Le risque technique de produire son propre contenu 🎧
La stratégie de Bose implique la création d'un écosystème fermé : de l'enregistrement à la synchronisation publicitaire. L'entreprise maîtrise l'acoustique et le traitement du signal, mais la production musicale nécessite des compétences différentes. Gérer des catalogues, négocier avec des artistes et concurrencer des bibliothèques de stock comme Epidemic Sound n'est pas la même chose que concevoir une annulation de bruit. Le marché de l'audio corporate est étroit, et les marges, serrées. L'intégration verticale sonne bien sur le papier, mais l'exécuter sans perdre d'argent est une autre affaire.

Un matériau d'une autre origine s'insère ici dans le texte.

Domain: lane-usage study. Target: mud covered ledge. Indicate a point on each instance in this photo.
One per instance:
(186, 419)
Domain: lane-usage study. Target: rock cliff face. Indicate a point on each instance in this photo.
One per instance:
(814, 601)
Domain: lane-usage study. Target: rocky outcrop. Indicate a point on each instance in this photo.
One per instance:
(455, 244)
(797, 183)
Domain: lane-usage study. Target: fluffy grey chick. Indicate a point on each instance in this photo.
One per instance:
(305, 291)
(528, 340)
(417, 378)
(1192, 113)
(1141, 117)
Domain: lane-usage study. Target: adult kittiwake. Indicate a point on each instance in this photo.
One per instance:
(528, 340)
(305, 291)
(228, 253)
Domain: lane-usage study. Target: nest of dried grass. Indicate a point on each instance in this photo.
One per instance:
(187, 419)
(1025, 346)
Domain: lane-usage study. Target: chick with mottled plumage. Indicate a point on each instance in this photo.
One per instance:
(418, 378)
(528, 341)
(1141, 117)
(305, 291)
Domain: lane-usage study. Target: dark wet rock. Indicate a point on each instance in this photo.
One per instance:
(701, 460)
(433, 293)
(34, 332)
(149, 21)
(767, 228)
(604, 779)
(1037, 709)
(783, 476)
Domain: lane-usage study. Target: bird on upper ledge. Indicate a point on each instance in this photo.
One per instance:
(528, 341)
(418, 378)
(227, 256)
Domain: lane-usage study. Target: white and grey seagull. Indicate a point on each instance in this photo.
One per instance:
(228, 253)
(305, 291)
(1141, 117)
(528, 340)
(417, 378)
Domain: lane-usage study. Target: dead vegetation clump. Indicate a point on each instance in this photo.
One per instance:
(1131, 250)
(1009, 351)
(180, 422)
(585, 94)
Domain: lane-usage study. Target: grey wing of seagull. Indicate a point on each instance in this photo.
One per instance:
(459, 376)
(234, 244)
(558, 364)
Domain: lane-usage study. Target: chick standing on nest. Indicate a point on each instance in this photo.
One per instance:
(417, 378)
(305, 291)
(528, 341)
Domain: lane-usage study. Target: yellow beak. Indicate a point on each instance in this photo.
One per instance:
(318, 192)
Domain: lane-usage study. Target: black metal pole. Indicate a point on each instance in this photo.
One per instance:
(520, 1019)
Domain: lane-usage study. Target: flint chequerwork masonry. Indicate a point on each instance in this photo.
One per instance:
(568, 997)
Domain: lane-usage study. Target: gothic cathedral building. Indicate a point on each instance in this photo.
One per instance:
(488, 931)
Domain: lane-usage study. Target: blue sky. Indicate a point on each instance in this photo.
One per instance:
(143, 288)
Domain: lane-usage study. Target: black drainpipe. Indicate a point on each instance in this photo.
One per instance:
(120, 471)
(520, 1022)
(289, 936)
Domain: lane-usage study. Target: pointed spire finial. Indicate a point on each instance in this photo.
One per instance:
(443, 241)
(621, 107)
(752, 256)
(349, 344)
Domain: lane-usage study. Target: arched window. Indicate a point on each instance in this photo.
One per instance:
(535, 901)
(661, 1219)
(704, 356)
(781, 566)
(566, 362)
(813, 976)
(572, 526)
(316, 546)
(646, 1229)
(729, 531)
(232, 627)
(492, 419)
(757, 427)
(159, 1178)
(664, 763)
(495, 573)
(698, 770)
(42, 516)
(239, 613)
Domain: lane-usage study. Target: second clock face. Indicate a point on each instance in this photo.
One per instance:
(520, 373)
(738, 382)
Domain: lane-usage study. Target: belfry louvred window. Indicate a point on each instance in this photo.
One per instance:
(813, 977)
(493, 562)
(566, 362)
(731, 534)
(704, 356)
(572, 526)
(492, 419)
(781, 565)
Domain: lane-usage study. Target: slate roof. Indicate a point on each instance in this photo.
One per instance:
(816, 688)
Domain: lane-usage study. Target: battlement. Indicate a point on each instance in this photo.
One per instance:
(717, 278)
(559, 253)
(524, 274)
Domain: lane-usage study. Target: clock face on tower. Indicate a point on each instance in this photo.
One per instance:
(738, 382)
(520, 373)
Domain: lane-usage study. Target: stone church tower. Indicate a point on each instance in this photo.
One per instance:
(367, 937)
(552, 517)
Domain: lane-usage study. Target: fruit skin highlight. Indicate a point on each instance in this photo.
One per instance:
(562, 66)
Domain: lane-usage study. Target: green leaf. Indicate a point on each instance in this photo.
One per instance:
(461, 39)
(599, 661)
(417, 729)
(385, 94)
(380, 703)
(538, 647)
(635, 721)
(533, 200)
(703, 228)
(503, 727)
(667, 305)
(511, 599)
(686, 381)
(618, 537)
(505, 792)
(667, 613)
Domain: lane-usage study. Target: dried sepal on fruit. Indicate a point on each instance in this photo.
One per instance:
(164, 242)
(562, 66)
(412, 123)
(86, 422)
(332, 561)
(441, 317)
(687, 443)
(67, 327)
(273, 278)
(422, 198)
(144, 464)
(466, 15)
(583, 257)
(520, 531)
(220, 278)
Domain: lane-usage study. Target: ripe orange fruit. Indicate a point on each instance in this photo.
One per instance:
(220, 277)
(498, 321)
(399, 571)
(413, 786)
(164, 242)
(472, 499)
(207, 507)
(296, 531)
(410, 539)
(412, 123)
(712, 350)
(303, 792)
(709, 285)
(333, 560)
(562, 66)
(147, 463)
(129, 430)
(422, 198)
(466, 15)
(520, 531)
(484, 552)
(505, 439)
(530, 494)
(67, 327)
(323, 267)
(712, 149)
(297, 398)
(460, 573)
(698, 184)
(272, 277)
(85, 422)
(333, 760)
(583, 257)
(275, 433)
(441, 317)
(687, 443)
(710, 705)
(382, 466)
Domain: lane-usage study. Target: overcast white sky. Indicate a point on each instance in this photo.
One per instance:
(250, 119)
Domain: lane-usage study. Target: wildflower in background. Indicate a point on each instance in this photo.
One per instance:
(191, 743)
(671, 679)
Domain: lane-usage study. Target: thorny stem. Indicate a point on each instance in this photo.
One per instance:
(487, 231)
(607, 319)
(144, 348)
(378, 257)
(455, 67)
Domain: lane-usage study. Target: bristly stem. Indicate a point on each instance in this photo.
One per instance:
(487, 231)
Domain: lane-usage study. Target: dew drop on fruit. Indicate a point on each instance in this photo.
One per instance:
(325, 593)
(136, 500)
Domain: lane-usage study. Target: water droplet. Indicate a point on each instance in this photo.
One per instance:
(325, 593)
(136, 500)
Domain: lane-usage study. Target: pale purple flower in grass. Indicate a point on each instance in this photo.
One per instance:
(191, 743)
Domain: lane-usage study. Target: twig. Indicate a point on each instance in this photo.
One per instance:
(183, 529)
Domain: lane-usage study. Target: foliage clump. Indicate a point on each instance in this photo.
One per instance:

Spoiler : monter le volume ne suffira pas 🎵
Il semble que chez Bose, ils pensent que s'ils fabriquent de bons casques, ils sauront aussi faire des tubes. Peut-être que leur prochain produit sera une enceinte qui compose des jingles tout en vous racontant une blague. L'histoire montre que les entreprises de matériel réussissent rarement dans le business du contenu. Mais bon, s'ils échouent, au moins nous aurons des chansons de test pour leurs casques avec plus de basses qu'une discothèque sur Mars. L'optimisme est gratuit, le catalogue musical, beaucoup moins.